312 F.3d 1157
Robert Charles COMER, Petitioner-Appellant,
Terry L. STEWART, Director, Department of Corrections, Respondent-Appellee.
United States Court of Appeals, Ninth Circuit.
Filed December 16, 2002.
Peter J. Eckerstrom, Esq., Tucson, AZ, Julie S. Hall, Esq., Tucson, AZ, for Petitioner-Appellant.
John Presley Todd, Office of the Attorney General, Civil Division, Phoenix, AZ, for Defendant-Appellee.
Before PREGERSON, FERGUSON and RYMER, Circuit Judges.
Order by Judge FERGUSON; Dissent by Judge RYMER.
FERGUSON, Circuit Judge:
Robert Charles Comer is a prisoner of the State of Arizona who is subject to execution.
A petition for writ of habeas corpus was filed in his behalf challenging the constitutionality of his state conviction and death sentence. The district court denied the petition and that decision was appealed to this court. The State of Arizona moved and Mr. Comer requested this court to dismiss the appeal. Mr. Comer states that he wants to be executed.
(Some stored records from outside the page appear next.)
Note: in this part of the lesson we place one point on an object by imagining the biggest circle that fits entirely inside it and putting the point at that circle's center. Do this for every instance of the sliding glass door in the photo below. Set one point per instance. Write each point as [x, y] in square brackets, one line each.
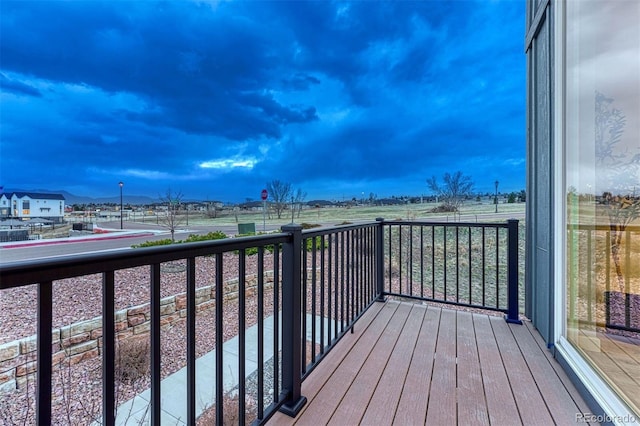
[602, 189]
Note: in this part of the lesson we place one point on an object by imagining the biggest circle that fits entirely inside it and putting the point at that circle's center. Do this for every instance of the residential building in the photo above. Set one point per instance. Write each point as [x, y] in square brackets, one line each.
[583, 177]
[31, 205]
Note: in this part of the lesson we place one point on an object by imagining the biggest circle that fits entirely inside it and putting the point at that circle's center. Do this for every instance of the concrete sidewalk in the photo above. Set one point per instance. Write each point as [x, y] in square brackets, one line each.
[173, 398]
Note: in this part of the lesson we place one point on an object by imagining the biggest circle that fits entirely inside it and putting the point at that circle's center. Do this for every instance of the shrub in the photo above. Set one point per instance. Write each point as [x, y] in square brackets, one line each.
[132, 358]
[310, 225]
[214, 235]
[164, 242]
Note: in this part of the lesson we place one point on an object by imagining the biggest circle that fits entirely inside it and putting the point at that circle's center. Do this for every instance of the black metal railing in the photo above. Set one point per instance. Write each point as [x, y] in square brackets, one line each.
[467, 264]
[323, 281]
[600, 265]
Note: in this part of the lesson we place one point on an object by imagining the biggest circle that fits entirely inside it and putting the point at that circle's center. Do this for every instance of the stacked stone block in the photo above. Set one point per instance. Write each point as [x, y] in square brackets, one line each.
[83, 340]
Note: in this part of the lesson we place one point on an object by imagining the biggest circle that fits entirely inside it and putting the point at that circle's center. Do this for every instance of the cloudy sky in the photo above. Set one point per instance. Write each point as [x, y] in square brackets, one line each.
[215, 99]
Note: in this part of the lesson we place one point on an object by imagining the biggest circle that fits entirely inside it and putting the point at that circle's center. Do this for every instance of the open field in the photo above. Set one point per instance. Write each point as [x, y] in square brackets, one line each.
[472, 212]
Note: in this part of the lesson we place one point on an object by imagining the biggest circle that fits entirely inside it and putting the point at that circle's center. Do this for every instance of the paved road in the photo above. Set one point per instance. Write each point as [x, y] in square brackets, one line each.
[47, 249]
[72, 246]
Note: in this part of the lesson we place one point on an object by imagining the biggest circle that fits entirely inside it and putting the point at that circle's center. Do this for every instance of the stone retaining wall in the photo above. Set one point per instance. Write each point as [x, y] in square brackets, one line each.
[83, 340]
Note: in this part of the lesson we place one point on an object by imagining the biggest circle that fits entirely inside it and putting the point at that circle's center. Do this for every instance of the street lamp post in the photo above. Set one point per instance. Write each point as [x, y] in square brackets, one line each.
[120, 184]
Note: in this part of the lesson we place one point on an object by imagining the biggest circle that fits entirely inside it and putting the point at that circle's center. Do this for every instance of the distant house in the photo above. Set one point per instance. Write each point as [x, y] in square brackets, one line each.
[31, 205]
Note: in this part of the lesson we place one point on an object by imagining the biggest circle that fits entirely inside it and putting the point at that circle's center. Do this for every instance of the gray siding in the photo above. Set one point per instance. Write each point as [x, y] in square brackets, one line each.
[540, 179]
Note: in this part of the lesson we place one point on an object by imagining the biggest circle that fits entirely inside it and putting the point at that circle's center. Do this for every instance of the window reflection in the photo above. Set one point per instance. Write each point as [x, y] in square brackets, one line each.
[603, 189]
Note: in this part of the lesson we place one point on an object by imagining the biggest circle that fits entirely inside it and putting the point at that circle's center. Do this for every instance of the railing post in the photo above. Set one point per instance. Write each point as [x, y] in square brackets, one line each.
[292, 321]
[380, 260]
[512, 279]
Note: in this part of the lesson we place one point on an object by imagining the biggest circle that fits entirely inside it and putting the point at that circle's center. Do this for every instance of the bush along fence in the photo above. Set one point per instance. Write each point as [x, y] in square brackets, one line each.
[82, 340]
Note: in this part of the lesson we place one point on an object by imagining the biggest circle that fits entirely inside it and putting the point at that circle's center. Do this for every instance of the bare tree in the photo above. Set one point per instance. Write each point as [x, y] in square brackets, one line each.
[280, 192]
[452, 192]
[298, 199]
[172, 219]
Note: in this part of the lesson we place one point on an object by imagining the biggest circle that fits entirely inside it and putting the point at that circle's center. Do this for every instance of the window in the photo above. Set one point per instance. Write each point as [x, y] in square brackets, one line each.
[602, 192]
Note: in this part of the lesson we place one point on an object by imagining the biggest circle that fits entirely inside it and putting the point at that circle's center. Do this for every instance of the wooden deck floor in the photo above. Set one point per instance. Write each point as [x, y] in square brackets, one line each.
[410, 364]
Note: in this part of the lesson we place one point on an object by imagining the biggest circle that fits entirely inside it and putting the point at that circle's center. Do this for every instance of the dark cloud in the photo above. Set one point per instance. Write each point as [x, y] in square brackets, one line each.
[17, 87]
[309, 92]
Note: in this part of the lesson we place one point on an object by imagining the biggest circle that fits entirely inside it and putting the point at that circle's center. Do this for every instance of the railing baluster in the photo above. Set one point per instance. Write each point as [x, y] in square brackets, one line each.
[433, 261]
[155, 345]
[379, 263]
[470, 283]
[342, 283]
[44, 340]
[444, 246]
[292, 334]
[276, 322]
[410, 261]
[627, 277]
[322, 292]
[497, 268]
[303, 354]
[314, 314]
[261, 333]
[512, 269]
[399, 258]
[219, 341]
[108, 349]
[191, 340]
[457, 264]
[422, 261]
[484, 267]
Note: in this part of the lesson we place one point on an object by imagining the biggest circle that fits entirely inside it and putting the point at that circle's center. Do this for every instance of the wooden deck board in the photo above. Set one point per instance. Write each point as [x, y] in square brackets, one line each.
[384, 402]
[501, 404]
[559, 402]
[472, 406]
[407, 364]
[531, 405]
[363, 386]
[412, 408]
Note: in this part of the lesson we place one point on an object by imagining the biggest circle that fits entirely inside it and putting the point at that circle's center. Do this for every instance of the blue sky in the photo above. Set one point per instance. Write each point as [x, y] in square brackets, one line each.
[215, 99]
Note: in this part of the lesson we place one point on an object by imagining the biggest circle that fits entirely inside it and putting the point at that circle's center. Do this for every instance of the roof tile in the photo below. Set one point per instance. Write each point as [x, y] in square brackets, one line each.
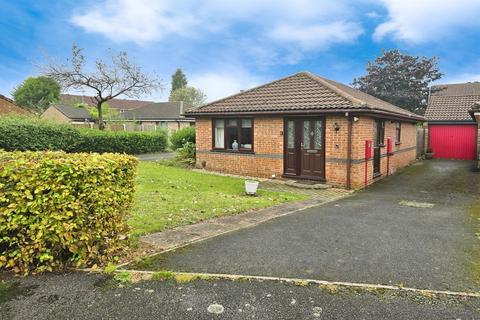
[301, 91]
[452, 102]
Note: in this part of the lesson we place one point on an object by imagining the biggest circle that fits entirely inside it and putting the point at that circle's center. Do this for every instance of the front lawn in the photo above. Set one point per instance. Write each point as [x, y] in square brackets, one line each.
[167, 197]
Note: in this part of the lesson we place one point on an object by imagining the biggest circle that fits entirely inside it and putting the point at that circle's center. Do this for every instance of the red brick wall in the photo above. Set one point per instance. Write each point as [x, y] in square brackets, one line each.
[268, 147]
[404, 153]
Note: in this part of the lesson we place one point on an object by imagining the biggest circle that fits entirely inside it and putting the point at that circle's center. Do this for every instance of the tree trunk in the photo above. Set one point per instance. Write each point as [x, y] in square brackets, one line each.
[101, 123]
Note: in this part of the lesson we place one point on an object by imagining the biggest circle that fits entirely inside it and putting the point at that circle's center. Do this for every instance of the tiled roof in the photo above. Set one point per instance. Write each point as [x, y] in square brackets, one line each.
[452, 102]
[303, 91]
[72, 112]
[155, 111]
[121, 104]
[7, 105]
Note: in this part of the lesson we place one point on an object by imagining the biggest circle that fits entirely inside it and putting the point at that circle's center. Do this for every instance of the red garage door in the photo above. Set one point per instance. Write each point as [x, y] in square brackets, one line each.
[453, 141]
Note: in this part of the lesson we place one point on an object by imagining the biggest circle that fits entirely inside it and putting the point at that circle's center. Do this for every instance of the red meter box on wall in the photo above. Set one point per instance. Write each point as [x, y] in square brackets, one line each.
[368, 149]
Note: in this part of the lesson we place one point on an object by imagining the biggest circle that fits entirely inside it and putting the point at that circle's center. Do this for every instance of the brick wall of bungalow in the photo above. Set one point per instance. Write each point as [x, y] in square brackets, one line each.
[478, 142]
[269, 142]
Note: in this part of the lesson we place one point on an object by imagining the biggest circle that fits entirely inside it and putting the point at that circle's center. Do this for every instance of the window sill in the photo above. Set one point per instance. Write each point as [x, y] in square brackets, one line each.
[232, 151]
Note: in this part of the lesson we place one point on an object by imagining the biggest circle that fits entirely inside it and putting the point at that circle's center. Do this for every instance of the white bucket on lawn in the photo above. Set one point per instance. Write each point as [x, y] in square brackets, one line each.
[251, 187]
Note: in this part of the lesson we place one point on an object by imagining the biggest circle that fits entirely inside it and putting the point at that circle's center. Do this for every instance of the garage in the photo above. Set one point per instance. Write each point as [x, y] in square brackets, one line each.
[453, 131]
[453, 141]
This court determined that the motion to dismiss be held in abeyance until the district court determined the validity of Mr. Comer's purported decision to withdraw his appeal. Comer v. Stewart, 215 F.3d 910 (9th Cir.2000) The district court in accordance with the mandate held an extensive evidentiary hearing. Before the court are the findings that Mr. Comer was competent and his decision to abandon his appeal was voluntary.
In the meantime, the Supreme Court in Ring v. Arizona, 122 S.Ct. 2428 (2002) declared the Arizona Death Penalty Statute unconstitutional. An en banc panel of this court has been drawn in Summerlin v. Stewart, 267 F.3d 926 to determine whether Ring should be applied retroactively on collateral review.
It would serve no rational purpose for this court to engage in further litigation which may or may not prove to be decisive until such time as the retroactivity of the unconstitutional death penalty statute of Arizona has been conclusively determined. One cannot surmise that if Ring must be applied retroactively that the State of Arizona would wish to execute a person whose death penalty was unconstitutionally imposed even though that person waived his right to life and even if that waiver was competently and intelligently made.
It is therefore ordered that there be no further action taken with reference to the present appeal until the court has determined otherwise.
This order shall be published because we believe that the public should be made aware of all matters pertaining to capital cases.
RYMER, Circuit Judge, dissenting:
There is no excuse for not setting a briefing schedule and date for oral argument on the motions by Comer and the state to dismiss his appeal. No one except the majority disagrees.
In a nutshell: Through counsel, Comer filed an appeal from the district court's denial of his habeas petition February 13, 1998. On April 6, 2000 the state filed a motion to dismiss Comer's appeal based on letters Comer had written to the Arizona Attorney General and the state trial judge indicating that he did not want to be represented by counsel and that he wanted to have his appeal dismissed. Comer confirmed this in his own motion to this court on April 12, 2000.
On June 6, 2000 we remanded for an evidentiary hearing on whether Comer is competent to waive his appeal, and if so whether his decision is voluntary. Comer v. Stewart, 215 F.3d 910 (9th Cir.2000). We held the motions to dismiss in abeyance "until the district court determines the validity of Mr. Comer's purported decision to withdraw his appeal to this court." Id. at 918.
The district court went to extraordinary lengths to comply with both the letter and spirit of our mandate. It assured appointment of qualified experts, held an extensive evidentiary hearing at which Comer testified, went on a site visit, and made comprehensive findings and conclusions in a 90-page order issued on October 15, 2002. The court determined that Comer's decision is competent and has been voluntarily made. The state has requested that we set a briefing schedule, which Comer's habeas counsel does not oppose, and special counsel for Comer has also requested that we rule on the pending motions.
Entirely on its own, the majority has decided to wait to see whether Ring v. Arizona, 536 U.S. 584, 122 S.Ct. 2428, 153 L.Ed.2d 556 (2002), is retroactive on collateral review. However, what happens to Ring, and whether it is or isn't retroactive, has nothing to do with Comer's competence to forego further review and the voluntariness of that decision. Even counsel appointed for Comer recognizes that briefing can proceed in spite of uncertainty about the effect of Ring.
We remanded for the district court to hold an evidentiary hearing on Comer's competence and the voluntariness of his decision — and it did. The "district court determine[d] the validity of Mr. Comer's purported decision to withdraw his appeal to this court." This is what we held the motions by Comer and the state in abeyance for.
Comer, the state, and the public are now entitled to a ruling.
I therefore vote to set a briefing schedule and date for oral argument; and dissent from the order refusing to do so.